Reshad and I headed back down to Kabul, this time to meet with the Swim Chair at the Afghanistan National Olympic Committee.
I received a phone call from him yesterday, asking if we could meet. From my phone conversation with him, I believe that he does not speak any English. Luckily, Reshad was working late with me when the swim chair, Rohullah, called and Reshad found out when we would meet.
Rohullah’s office is down the road from the Afghanistan National Olympic Committee’s building. It is across the football (soccer) field, which was comprised primarily of dirt and no grass, in a small building behind a brick fence and aluminum/metal gate. The building he works in is used for community development.
When we arrived, it was very hot outside. There was no air conditioning in the dark office that someone sat us in. All of the curtains and windows were closed and there was one fan running. It was a little bit cooler in the office than it was outside, so it was a plus. While we were waiting for the swim chair, we were asked if we wanted anything to drink. We both still had some water, so we respectfully declined.
About 20 minutes after arriving, Rohullah arrived in the office with two other men. I do not know what the other men’s function in our meeting was but they were very attentive during the discussion. Once we introduced ourselves, Rohullah’s assistant brought us some tea. She was very quick and silent when she brought the tea but when she was putting the tea in front of me, she was asking me if I wanted something. I politely said no thank you, in Dari, but I do not know what I said no to.
Rohullah, and the other two gentlemen, were very interested in what I had to say. I gave them each copies of the presentations and went through each page with them. Rohullah did not share much with us during this meeting. I do not think it was because he did not speak any English. He just listened and asked an occasional question. I think he was very leery about me, an American who just shows up out of the blue. Another Westerner, full of promises to help their program. Case and point, he asked me “Are you going to be like every other Westerner who comes to us promising the world and then not doing anything?” I just responded by telling him that I had an idea and that I just wanted to help.

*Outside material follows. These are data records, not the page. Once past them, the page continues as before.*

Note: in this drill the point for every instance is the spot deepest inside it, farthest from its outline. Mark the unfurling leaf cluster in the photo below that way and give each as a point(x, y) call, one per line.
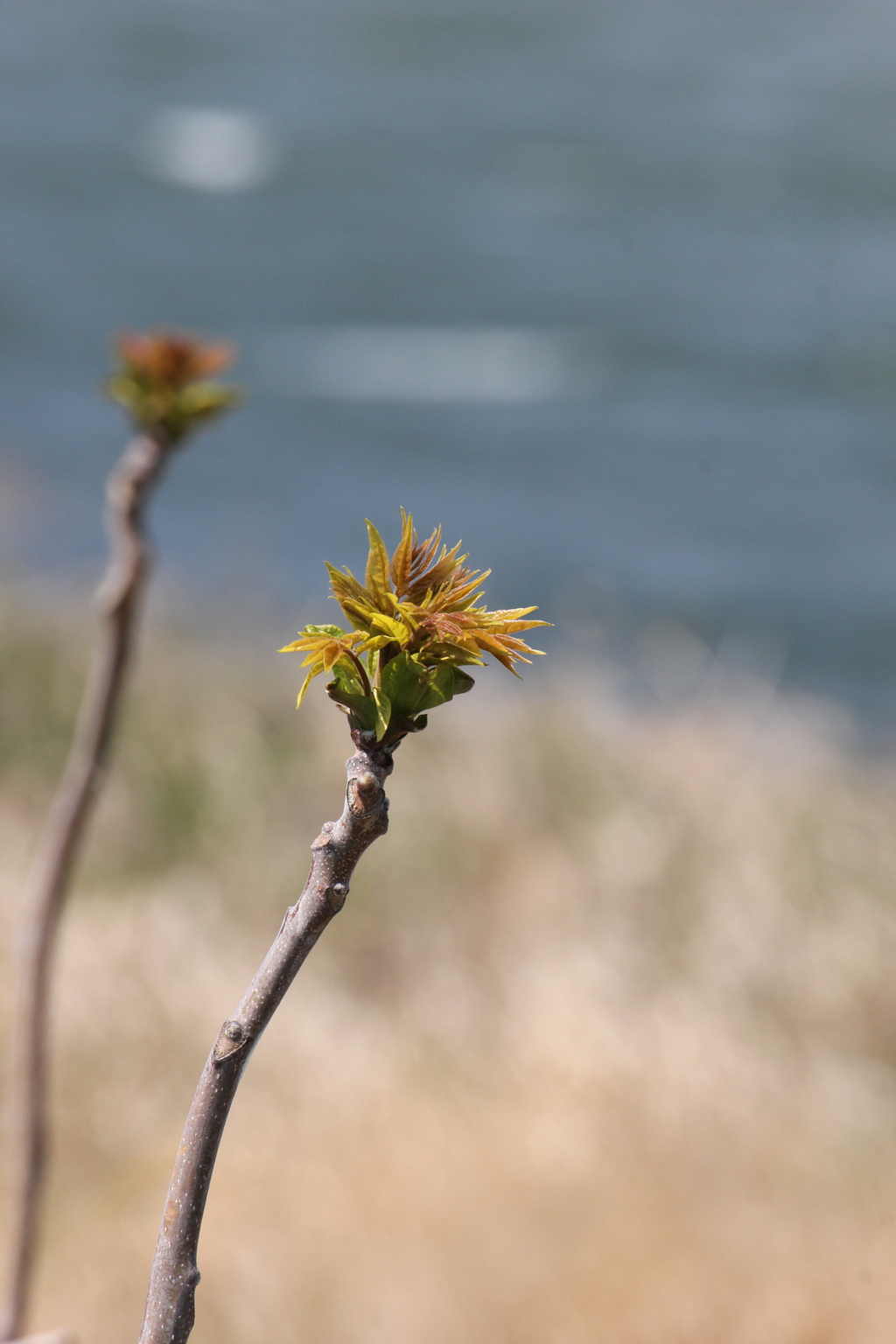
point(165, 382)
point(416, 622)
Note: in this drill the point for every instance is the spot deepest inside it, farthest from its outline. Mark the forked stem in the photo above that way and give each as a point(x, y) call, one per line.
point(117, 599)
point(170, 1312)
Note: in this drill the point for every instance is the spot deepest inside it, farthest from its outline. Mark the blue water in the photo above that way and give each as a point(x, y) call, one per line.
point(695, 202)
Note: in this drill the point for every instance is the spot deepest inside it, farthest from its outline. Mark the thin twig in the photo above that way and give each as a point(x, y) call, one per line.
point(117, 601)
point(170, 1312)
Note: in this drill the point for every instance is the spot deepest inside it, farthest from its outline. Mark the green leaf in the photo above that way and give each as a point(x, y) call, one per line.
point(406, 683)
point(376, 577)
point(346, 679)
point(383, 711)
point(324, 629)
point(359, 706)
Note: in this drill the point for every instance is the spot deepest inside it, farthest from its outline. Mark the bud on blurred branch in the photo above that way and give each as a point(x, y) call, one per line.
point(163, 383)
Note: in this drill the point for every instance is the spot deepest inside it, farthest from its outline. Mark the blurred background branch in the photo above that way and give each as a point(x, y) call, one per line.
point(158, 386)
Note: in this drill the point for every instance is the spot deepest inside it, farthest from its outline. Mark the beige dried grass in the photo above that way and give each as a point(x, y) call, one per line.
point(601, 1047)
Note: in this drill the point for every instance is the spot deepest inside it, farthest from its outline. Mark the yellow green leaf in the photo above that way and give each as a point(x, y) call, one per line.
point(376, 578)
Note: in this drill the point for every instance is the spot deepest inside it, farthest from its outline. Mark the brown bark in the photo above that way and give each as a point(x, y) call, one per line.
point(117, 601)
point(170, 1312)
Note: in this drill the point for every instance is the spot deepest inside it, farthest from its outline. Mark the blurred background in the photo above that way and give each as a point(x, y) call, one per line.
point(604, 1043)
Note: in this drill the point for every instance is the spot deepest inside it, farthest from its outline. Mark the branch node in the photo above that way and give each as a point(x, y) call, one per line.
point(336, 895)
point(230, 1040)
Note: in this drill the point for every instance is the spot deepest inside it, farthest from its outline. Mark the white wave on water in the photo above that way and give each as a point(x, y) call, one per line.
point(436, 365)
point(208, 148)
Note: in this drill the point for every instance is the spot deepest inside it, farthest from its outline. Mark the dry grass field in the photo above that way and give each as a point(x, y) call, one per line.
point(601, 1050)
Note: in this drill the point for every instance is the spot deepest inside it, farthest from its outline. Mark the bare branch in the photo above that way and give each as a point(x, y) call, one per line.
point(117, 599)
point(170, 1312)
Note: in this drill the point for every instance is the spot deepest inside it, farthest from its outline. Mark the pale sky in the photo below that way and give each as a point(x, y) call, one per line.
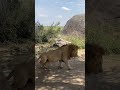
point(49, 11)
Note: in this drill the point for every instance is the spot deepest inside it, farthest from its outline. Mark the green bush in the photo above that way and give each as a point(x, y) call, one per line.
point(75, 40)
point(47, 33)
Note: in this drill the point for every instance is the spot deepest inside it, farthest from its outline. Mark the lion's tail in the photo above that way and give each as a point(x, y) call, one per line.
point(10, 75)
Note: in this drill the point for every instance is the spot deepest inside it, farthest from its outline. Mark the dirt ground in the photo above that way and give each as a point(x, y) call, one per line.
point(109, 79)
point(62, 79)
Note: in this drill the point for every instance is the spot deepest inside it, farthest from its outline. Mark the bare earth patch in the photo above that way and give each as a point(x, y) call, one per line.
point(62, 79)
point(109, 79)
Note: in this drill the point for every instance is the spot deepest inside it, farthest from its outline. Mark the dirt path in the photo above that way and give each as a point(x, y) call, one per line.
point(109, 79)
point(62, 79)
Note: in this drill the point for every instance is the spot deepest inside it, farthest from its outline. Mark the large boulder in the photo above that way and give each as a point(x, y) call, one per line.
point(75, 26)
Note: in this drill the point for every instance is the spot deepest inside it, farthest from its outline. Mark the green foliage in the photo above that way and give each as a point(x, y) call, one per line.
point(47, 33)
point(75, 40)
point(16, 20)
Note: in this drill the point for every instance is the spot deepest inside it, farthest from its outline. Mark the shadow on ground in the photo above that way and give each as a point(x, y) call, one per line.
point(61, 79)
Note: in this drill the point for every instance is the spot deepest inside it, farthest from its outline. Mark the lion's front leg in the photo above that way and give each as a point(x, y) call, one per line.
point(67, 64)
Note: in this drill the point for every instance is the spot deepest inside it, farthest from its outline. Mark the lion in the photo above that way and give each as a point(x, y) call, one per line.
point(62, 54)
point(22, 74)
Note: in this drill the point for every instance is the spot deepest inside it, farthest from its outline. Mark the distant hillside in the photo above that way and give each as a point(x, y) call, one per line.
point(75, 26)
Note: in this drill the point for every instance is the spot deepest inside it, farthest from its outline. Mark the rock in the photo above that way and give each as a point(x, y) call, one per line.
point(75, 26)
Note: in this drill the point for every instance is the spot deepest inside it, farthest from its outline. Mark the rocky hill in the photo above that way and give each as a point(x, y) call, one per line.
point(75, 26)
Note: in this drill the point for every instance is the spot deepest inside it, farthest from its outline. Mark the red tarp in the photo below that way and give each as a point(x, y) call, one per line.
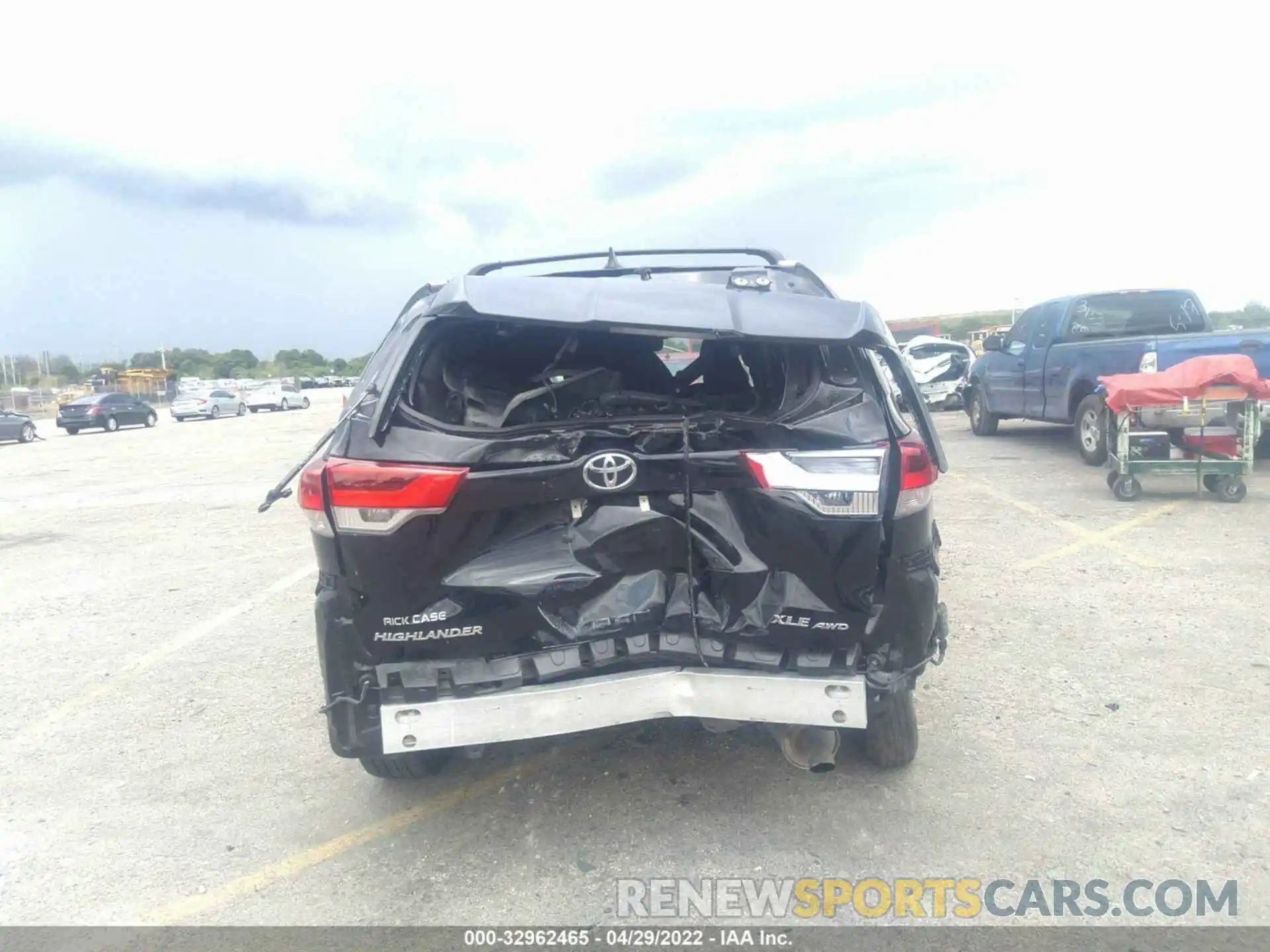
point(1189, 379)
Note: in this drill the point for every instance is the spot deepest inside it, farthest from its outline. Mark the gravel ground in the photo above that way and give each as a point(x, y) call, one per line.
point(1096, 716)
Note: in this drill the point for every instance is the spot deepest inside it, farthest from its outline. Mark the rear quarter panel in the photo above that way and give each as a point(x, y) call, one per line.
point(1174, 349)
point(1072, 370)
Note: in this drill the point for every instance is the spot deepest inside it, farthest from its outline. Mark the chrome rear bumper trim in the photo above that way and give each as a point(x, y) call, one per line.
point(589, 703)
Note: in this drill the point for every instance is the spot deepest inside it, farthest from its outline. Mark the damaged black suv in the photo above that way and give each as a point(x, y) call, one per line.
point(527, 526)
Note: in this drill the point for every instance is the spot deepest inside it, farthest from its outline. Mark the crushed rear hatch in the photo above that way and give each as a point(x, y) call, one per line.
point(536, 477)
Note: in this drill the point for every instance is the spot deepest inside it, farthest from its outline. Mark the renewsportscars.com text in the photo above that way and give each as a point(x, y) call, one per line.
point(926, 898)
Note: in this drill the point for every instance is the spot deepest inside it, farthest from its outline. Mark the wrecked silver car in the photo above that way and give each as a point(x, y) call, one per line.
point(941, 368)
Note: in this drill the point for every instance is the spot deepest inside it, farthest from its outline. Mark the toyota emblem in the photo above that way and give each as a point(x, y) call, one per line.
point(609, 471)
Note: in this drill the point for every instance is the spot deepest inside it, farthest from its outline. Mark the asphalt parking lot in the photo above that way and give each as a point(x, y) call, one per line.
point(1101, 713)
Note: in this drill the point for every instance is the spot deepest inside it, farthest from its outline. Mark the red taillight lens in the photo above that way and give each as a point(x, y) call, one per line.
point(310, 488)
point(392, 485)
point(917, 475)
point(917, 470)
point(370, 498)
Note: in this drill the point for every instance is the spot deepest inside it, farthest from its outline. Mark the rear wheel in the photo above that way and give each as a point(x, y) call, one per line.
point(982, 422)
point(1231, 489)
point(890, 735)
point(1127, 489)
point(1091, 430)
point(412, 766)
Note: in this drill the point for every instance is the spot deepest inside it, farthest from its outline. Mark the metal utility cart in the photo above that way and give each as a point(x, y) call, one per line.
point(1136, 452)
point(1177, 395)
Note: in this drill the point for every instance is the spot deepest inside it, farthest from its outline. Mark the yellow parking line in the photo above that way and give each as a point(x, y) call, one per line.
point(1105, 539)
point(190, 906)
point(50, 723)
point(1087, 537)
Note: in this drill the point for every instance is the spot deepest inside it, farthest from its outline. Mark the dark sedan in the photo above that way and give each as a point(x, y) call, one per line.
point(15, 426)
point(107, 412)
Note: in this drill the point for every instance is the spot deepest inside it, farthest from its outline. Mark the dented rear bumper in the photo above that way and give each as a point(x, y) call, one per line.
point(606, 701)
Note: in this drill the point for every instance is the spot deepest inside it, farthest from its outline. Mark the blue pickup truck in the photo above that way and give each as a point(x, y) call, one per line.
point(1047, 367)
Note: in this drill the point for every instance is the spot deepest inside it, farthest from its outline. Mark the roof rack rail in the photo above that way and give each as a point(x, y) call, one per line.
point(769, 255)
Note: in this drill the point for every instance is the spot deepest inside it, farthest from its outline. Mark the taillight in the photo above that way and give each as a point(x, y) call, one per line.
point(917, 475)
point(832, 483)
point(371, 498)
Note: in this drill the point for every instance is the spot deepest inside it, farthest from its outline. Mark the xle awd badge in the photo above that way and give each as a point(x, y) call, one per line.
point(609, 471)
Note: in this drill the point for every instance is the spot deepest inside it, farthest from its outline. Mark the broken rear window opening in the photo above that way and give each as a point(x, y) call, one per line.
point(497, 375)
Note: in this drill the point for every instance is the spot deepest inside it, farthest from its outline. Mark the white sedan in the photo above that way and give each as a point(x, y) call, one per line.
point(276, 397)
point(207, 404)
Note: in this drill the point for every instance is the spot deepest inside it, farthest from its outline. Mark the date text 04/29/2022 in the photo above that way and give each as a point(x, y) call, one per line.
point(629, 938)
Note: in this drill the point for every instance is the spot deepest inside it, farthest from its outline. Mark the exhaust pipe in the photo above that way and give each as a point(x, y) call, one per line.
point(807, 746)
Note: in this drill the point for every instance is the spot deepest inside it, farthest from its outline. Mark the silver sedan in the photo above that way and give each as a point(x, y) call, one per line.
point(208, 404)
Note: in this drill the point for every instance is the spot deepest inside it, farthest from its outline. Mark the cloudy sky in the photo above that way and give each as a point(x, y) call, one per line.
point(265, 175)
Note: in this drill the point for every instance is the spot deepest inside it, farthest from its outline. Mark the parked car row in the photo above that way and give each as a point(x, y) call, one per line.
point(17, 426)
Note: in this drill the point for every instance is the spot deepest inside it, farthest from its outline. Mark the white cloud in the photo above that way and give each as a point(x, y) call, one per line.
point(976, 153)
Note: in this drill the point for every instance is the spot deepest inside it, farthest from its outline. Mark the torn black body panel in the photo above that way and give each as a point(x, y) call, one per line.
point(508, 568)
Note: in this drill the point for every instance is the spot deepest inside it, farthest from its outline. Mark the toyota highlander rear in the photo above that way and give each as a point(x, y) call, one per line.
point(526, 524)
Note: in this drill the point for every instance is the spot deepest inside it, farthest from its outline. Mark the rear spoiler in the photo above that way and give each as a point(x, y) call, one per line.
point(766, 254)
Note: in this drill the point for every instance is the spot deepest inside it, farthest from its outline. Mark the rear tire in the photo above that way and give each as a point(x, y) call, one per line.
point(1091, 430)
point(890, 735)
point(1127, 489)
point(984, 423)
point(413, 766)
point(1232, 489)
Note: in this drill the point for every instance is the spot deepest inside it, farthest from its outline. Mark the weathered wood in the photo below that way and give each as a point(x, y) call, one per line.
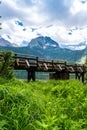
point(61, 69)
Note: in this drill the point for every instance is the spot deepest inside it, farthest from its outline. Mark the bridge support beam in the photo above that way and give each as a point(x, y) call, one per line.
point(31, 75)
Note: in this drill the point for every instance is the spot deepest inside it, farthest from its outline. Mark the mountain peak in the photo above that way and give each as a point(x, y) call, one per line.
point(43, 42)
point(4, 42)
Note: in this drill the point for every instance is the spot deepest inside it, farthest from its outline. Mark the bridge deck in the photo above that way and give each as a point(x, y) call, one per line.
point(33, 64)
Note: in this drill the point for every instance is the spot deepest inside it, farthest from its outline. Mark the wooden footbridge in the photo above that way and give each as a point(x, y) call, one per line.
point(58, 70)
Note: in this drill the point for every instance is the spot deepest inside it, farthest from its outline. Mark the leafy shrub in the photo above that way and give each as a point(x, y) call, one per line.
point(51, 105)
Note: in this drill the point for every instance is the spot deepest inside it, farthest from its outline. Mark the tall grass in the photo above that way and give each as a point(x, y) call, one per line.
point(51, 105)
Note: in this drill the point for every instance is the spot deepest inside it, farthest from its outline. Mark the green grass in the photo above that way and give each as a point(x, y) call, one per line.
point(50, 105)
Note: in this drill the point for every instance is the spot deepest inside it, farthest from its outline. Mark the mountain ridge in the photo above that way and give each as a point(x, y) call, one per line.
point(51, 50)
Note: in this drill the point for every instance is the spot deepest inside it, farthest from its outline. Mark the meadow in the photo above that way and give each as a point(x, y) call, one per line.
point(43, 105)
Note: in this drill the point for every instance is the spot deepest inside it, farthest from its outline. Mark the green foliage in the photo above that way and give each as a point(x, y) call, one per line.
point(50, 105)
point(6, 61)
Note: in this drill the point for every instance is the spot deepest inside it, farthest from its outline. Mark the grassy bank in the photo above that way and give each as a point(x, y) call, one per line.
point(51, 105)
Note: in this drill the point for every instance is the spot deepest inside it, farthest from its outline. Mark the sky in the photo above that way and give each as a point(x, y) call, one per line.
point(65, 21)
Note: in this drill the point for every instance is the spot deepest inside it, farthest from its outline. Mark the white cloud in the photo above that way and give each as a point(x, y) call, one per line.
point(63, 16)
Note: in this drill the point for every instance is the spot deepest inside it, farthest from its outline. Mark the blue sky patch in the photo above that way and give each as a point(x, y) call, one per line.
point(19, 23)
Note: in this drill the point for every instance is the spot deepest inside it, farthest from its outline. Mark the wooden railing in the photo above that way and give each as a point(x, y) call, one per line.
point(33, 64)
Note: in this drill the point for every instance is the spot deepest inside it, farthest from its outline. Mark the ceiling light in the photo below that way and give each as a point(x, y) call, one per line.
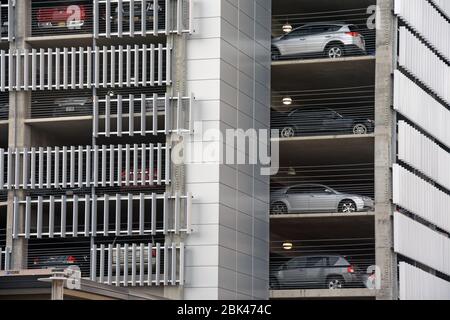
point(287, 246)
point(287, 101)
point(287, 28)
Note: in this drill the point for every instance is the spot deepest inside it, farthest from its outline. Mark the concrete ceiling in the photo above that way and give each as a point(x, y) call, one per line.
point(310, 6)
point(327, 151)
point(317, 74)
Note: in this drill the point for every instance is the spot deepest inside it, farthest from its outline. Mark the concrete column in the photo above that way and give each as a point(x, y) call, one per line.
point(19, 132)
point(384, 150)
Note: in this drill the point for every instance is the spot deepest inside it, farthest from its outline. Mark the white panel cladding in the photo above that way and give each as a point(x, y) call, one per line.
point(420, 197)
point(141, 115)
point(425, 155)
point(419, 107)
point(142, 264)
point(416, 284)
point(420, 243)
point(443, 5)
point(425, 19)
point(85, 166)
point(145, 214)
point(5, 258)
point(7, 22)
point(71, 68)
point(151, 17)
point(434, 74)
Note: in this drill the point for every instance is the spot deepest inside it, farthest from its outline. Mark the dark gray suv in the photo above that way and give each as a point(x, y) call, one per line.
point(316, 271)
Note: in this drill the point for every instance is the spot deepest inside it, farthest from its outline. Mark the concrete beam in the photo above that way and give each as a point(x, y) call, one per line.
point(384, 150)
point(322, 294)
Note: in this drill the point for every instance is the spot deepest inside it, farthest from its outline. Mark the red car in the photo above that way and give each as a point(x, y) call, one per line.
point(72, 17)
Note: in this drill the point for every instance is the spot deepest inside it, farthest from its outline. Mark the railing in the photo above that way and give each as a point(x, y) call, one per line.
point(7, 21)
point(138, 265)
point(75, 216)
point(141, 115)
point(120, 166)
point(5, 256)
point(79, 68)
point(150, 17)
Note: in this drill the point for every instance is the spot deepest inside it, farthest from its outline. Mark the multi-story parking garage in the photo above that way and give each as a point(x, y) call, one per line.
point(94, 103)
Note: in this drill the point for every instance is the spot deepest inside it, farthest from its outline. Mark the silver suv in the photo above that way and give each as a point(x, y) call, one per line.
point(316, 271)
point(333, 40)
point(317, 198)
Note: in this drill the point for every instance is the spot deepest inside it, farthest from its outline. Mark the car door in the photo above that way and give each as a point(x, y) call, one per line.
point(317, 38)
point(315, 271)
point(293, 274)
point(322, 199)
point(295, 43)
point(298, 198)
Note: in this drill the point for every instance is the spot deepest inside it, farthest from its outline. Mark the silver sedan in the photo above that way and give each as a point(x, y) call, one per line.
point(317, 198)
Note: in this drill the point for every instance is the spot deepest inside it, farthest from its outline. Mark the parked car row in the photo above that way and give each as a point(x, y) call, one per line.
point(332, 40)
point(325, 271)
point(305, 198)
point(319, 121)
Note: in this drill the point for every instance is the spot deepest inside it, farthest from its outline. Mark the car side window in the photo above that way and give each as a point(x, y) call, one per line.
point(316, 262)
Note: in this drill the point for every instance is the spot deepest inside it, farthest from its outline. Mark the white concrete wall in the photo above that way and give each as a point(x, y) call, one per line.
point(228, 70)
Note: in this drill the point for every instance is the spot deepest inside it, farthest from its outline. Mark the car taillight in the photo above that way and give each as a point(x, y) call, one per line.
point(353, 34)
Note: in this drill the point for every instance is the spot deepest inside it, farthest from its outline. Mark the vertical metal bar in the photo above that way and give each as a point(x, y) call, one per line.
point(125, 264)
point(118, 215)
point(51, 217)
point(143, 114)
point(63, 215)
point(133, 264)
point(49, 168)
point(131, 11)
point(141, 213)
point(107, 116)
point(160, 60)
point(142, 264)
point(111, 165)
point(150, 264)
point(173, 265)
point(72, 167)
point(165, 213)
point(75, 216)
point(94, 263)
point(94, 215)
point(153, 214)
point(158, 263)
point(118, 249)
point(56, 168)
point(87, 208)
point(27, 217)
point(106, 215)
point(103, 166)
point(95, 118)
point(131, 115)
point(166, 264)
point(102, 263)
point(119, 115)
point(130, 215)
point(110, 254)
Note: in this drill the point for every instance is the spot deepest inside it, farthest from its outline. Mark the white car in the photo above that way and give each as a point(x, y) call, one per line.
point(333, 40)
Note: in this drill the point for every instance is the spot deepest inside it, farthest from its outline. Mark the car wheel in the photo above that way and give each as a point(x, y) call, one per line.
point(347, 206)
point(335, 51)
point(288, 132)
point(360, 128)
point(335, 282)
point(275, 53)
point(278, 208)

After Rohullah and his partners listened for a long time, he told me “The Olympic Committee gives us (The swimming federation) no money. What can you give us?” I can see what I am trying to get myself into. I also think that they think that I have alot of money.
At that point I told Reshad to politely tell Rohullah and his comrades that we had to go. We were there for a long time and needed to head back. We said goodbye to one another and we all walked out to Reshad’s vehicle together. As we got in the vehicle, I had a feeling that Rohullah would not be working with us on our idea.
It was very quiet during the drive back to Pol-e-Charki. I was processing all of the information from the meeting. I was dissecting the discussion word by word, occasionally asking Reshad what his thoughts were on the whole discussion. Reshad thought that it went well and that I was just overanalyzing it.
I don’t think that I will get another call from Rohullah…Only time will tell.